障害者に対する差別を禁じた国連の障害者権利条約。2006年に国連総会で採択されたが、日本はまだ批准していない。国連の障害者権利条約特別委員会議長を務めた、ニュージーランド外務貿易省特別顧問のドン・マッケイ氏(61)が来日したのを機に、条約が目指す社会について聞いた(及川綾子)

社会の側が配慮 差別なくそう

−障害者権利条約をまとめる過程で、障害者はどうかかわったのでしょうか

 「この条約の交渉過程で障害者団体が『Nothing about us, Without us (私たち抜きに、私たちのことを決めないで)』と発言し、非常に重要な点となった。今まで障害がある人は、自分たちに関する政策決定に関与できず、他の人が決めてしまっていた。障害者自身が参加して条約を作り、交渉過程においても鍵になる役割を果たした」

−障害者は、審議にどのような形で参加したのか

 「障害者団体の代表は、政府代表とともに参加し、平等に発言し、非公式協議の場にも加わった。会議場も車椅子の氷魚が入れるようにし、視覚障害の人には点字や支援機器が使えるようにした。この結果、日常生活で最も切実に問題を感じている人たちの知恵や経験が条約に反映された。 

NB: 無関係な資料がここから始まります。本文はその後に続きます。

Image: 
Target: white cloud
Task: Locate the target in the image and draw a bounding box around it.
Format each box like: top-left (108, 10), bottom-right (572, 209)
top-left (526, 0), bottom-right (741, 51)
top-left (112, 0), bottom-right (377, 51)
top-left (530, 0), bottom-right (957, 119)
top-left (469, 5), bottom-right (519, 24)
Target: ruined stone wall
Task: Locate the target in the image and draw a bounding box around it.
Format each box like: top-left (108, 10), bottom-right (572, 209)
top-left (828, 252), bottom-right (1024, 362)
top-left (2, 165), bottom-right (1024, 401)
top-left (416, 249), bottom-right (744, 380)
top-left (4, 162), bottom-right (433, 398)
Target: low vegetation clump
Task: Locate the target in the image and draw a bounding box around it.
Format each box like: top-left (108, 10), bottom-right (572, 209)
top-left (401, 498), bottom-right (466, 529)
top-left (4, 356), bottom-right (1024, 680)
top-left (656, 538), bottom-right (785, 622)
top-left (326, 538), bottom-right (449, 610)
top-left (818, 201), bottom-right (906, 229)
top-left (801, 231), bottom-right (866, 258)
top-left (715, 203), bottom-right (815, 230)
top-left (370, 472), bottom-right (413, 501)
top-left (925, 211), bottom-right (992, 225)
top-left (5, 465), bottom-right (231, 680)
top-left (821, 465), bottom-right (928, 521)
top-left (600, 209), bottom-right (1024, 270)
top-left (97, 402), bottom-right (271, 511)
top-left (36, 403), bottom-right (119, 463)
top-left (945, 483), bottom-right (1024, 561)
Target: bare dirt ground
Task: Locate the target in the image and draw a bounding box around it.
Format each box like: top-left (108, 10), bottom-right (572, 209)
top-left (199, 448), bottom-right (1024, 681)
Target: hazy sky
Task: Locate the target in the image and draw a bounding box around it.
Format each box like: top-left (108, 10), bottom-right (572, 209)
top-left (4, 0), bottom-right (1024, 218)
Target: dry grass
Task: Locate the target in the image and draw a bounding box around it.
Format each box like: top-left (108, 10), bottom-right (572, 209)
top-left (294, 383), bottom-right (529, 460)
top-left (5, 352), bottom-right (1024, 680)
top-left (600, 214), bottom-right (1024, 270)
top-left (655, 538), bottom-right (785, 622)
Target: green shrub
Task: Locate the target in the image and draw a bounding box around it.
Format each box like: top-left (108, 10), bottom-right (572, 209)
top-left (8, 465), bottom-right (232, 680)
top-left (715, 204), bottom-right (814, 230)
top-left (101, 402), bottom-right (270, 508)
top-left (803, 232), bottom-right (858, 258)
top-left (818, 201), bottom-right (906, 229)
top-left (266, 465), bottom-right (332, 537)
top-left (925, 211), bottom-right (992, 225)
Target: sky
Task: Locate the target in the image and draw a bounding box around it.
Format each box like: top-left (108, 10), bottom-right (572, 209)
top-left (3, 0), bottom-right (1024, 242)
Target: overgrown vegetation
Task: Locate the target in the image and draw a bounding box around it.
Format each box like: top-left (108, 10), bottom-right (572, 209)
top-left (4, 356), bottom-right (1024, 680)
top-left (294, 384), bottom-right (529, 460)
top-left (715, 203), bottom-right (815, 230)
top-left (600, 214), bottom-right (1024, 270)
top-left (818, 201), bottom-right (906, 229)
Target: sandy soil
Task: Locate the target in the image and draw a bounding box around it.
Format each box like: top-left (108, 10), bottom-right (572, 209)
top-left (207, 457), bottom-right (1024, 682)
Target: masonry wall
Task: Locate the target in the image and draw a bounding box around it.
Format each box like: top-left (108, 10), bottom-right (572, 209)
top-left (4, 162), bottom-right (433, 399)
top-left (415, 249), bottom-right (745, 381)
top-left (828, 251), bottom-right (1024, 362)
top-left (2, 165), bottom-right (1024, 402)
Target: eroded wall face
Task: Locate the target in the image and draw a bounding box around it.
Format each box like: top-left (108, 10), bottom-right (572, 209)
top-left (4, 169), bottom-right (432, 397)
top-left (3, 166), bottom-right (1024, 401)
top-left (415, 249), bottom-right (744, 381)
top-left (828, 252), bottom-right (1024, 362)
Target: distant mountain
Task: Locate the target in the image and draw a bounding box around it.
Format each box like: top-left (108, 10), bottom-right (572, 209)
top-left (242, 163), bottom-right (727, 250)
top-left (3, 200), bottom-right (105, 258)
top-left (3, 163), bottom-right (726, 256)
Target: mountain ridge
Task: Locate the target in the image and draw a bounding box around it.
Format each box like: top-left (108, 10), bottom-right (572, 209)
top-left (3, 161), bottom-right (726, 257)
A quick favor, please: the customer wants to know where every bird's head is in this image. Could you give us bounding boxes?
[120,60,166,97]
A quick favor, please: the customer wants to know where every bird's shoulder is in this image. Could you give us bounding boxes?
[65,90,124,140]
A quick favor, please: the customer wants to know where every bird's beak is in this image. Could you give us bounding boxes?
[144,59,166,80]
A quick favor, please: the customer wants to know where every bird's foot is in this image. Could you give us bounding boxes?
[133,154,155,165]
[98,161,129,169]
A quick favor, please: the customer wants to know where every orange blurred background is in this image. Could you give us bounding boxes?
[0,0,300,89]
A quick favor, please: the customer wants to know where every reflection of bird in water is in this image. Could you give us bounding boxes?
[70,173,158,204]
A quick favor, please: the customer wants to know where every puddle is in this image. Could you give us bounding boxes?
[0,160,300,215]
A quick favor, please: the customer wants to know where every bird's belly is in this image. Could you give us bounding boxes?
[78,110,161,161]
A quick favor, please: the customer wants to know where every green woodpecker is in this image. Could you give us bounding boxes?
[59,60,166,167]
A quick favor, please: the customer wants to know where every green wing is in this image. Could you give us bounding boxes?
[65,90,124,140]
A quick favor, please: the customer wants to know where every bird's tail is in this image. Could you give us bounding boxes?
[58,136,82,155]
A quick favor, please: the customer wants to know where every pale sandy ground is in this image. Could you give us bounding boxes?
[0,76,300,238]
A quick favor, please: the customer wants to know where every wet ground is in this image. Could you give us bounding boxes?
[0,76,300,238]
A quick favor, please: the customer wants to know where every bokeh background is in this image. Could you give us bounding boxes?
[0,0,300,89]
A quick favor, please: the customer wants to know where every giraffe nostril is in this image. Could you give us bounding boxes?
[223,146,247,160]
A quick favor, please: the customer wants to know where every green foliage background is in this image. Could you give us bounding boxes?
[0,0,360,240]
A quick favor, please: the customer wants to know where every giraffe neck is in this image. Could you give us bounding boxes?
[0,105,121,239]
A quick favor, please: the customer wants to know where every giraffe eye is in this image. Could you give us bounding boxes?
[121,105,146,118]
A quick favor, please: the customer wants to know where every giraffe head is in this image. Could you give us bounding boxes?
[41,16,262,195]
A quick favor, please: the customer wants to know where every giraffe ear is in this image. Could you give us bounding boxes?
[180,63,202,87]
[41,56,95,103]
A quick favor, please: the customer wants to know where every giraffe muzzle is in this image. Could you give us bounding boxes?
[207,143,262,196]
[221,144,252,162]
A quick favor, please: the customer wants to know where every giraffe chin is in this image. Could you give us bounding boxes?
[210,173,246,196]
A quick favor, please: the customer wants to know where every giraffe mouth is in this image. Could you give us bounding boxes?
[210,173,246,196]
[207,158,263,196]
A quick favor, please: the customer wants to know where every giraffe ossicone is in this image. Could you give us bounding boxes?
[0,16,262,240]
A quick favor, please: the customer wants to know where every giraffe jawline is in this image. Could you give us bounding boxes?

−条約は締結国に対して、障害のある人への差別を無くすために「合理的配慮」を求めています。どういった配慮なのか

 「新しい概念で、条約交渉に携わったメンバーでも聞いたことがない人がほとんどだった。障害のある人が、他の人と同様に社会生活を送れるよう、社会の方で必要な変更や調整をすることだ」
 「例えば車椅子の人を雇う場合、職場にたどり着くためのスロープの設置が合理的配慮になる。合理的配慮は、個人に着目した概念で、一人ひとりの事情に対応する。障害自体が不利益をもたらすのではなく、適切な対応ができていない社会に問題がある。ただ、零細企業で、経済的に大きな負担になる場合には求めない。

−すでに条約を批准している母国ニュージーランドの障害者施策の取り組みは

 「手話が公用語として認められている。また、入所施設を徐々に解体し、障害者が地域のマンションやアパートで暮らすようになってきた。地域の中で障害のある人たちが暮らすことは、地域社会に全体にとってもプラスになる。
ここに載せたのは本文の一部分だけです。